About the `rdf-types` library from Timothée Haudebourg on 2024-08-22 (public-r2c2@w3.org from August 2024)

From: Timothée Haudebourg <timothee.haudebourg@spruceid.com>
Date: Thu, 22 Aug 2024 17:31:03 +0200
To: public-r2c2@w3.org
Message-ID: <e1893390-b912-48df-9e9b-9cb5657844e9@spruceid.com>
Hi everyone,

As I said in my introduction, I am the author of the `rdf-types` library 
[1] defining types and traits for RDF (triples, quads, datasets, etc.). 
In this email I would like to take this time to explain the philosophy 
and design choice I adopted while writing `rdf-types`.

I wanted `rdf-types` to be both strongly-typed and unopinionated, but 
with "good default opinions".

  * By "strongly-typed" I mean that it provides and uses precise
    dedicated types for each RDF concept. Never use `str` or `String`
    when we can be more precise. I created the `iref` crate [2] to
    define IRIs (we can discuss why not `iri-string` another time), but
    `rdf-types` by itself also provide a `BlankId`
    (unsized)/`BlankIdBuf` (sized) type for blank node identifiers,
    `Literal` for literal values with strongly typed lang tags, etc.
  * By "unopinionated" I mean that it uses type parameters as to provide
    flexibility, allowing the use of even more refined types, or just
    different types. It stills try to provide good defaults so type
    parameters can be ignored, for instance the `Quad` type is
    equivalent to `Quad<Id, IriBuf, Term, Id>` (a lexical RDF quad).

# Vocabularies

Because it can be really expensive to manipulate strings directly 
(linear time comparisons, memory usage), it is even possible to replace 
IRIs, blank ids and literal values with cheap types, like `u32` (but it 
can be any type really).
To find the term associated to each `u32`, `rdf-types` define various 
`Vocabulary*` traits, mapping each value to a term.
I think this is a really important feature to have when manipulating 
large datasets.

# Interpretations

`rdf-types` is not only about terms (the syntactic representations of 
resources), but also interpretations.
Users can use any type to represent interpreted resources (like `u32` 
again), and define custom interpretations using the `Interpretation*` 
traits.
In practice this means that a user will define what are lexical quads 
and interpreted quads like this:

type LexicalQuad = Quad<Id, Iri, Term, Id>;
type InterpretedQuad = Quad<Resource>;

Then its possible to go from `Quad` to `LexicalQuad` using a vocabulary, 
and from `LexicalQuad` to `InterpretedQuad` using an interpretation.
Of course interpretations can be reversible, so we can retreive the 
(potentially multiple) lexical representation(s) of a resource.
In practice I find that it is much much much easier to manipulate 
interpreted datasets.

# Datasets

`rdf-types` provide traits for interpreted datasets and graphs.
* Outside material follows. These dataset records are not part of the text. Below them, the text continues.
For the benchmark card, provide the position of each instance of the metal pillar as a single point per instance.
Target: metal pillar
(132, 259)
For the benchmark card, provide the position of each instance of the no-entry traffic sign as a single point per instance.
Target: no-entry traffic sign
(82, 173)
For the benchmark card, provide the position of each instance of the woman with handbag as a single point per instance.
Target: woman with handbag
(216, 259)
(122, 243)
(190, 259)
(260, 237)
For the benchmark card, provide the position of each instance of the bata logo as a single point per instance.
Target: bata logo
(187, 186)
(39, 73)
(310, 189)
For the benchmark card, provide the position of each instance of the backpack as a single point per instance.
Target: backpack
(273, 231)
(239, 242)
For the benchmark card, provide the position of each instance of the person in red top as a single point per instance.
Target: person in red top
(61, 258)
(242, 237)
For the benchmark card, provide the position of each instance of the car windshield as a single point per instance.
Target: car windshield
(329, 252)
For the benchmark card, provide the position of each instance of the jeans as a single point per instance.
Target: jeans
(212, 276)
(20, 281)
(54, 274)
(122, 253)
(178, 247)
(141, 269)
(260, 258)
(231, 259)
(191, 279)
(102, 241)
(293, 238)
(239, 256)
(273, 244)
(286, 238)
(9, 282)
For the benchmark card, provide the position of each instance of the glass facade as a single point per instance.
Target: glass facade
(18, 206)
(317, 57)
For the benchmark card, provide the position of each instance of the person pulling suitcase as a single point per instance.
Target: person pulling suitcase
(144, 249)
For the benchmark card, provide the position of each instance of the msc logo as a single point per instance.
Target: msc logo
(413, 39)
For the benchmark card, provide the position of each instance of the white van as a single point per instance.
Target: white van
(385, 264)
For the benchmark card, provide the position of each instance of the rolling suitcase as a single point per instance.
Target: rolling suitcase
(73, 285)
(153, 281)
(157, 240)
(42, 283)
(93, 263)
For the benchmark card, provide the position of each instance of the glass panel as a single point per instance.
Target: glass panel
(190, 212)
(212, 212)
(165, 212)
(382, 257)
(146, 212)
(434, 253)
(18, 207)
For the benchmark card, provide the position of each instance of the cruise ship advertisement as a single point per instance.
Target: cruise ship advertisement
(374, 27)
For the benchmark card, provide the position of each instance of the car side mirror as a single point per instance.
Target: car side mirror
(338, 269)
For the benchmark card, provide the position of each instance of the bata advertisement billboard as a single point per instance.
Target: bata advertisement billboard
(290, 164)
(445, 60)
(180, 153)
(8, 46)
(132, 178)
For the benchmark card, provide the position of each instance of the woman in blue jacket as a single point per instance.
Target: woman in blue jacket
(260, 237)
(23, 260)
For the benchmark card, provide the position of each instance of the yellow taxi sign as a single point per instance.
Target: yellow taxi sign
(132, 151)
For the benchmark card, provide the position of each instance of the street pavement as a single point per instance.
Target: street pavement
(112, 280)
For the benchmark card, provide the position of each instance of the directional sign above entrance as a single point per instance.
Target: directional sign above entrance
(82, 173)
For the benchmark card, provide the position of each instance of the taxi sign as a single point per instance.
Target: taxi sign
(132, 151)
Each 
trait define a feature of the dataset, for instance:
- DatasetMut: a dataset with an `insert` method
- TraversableDataset: a dataset that can provide an iterator over the quads
- PatternMatchingDataset: a dataset that provides a pattern matching method
- etc.

Again, users can implement those traits as they see fit, but `rdf-types` 
also provide good defaults with `BTreeDataset`.

In conclusion, I know `rdf-types` is far from perfect and I welcome any 
improvement, be it in `rdf-types` directly or a brand new W3C-approved 
library, but I really wish to preserve the same kind of type-oriented 
and flexible API that let me deal with interpreted datasets with the 
custom types that best fit my application.

[1]: https://github.com/timothee-haudebourg/rdf-types
[2]: https://github.com/timothee-haudebourg/iref
Received on Thursday, 22 August 2024 15:31:10 UTC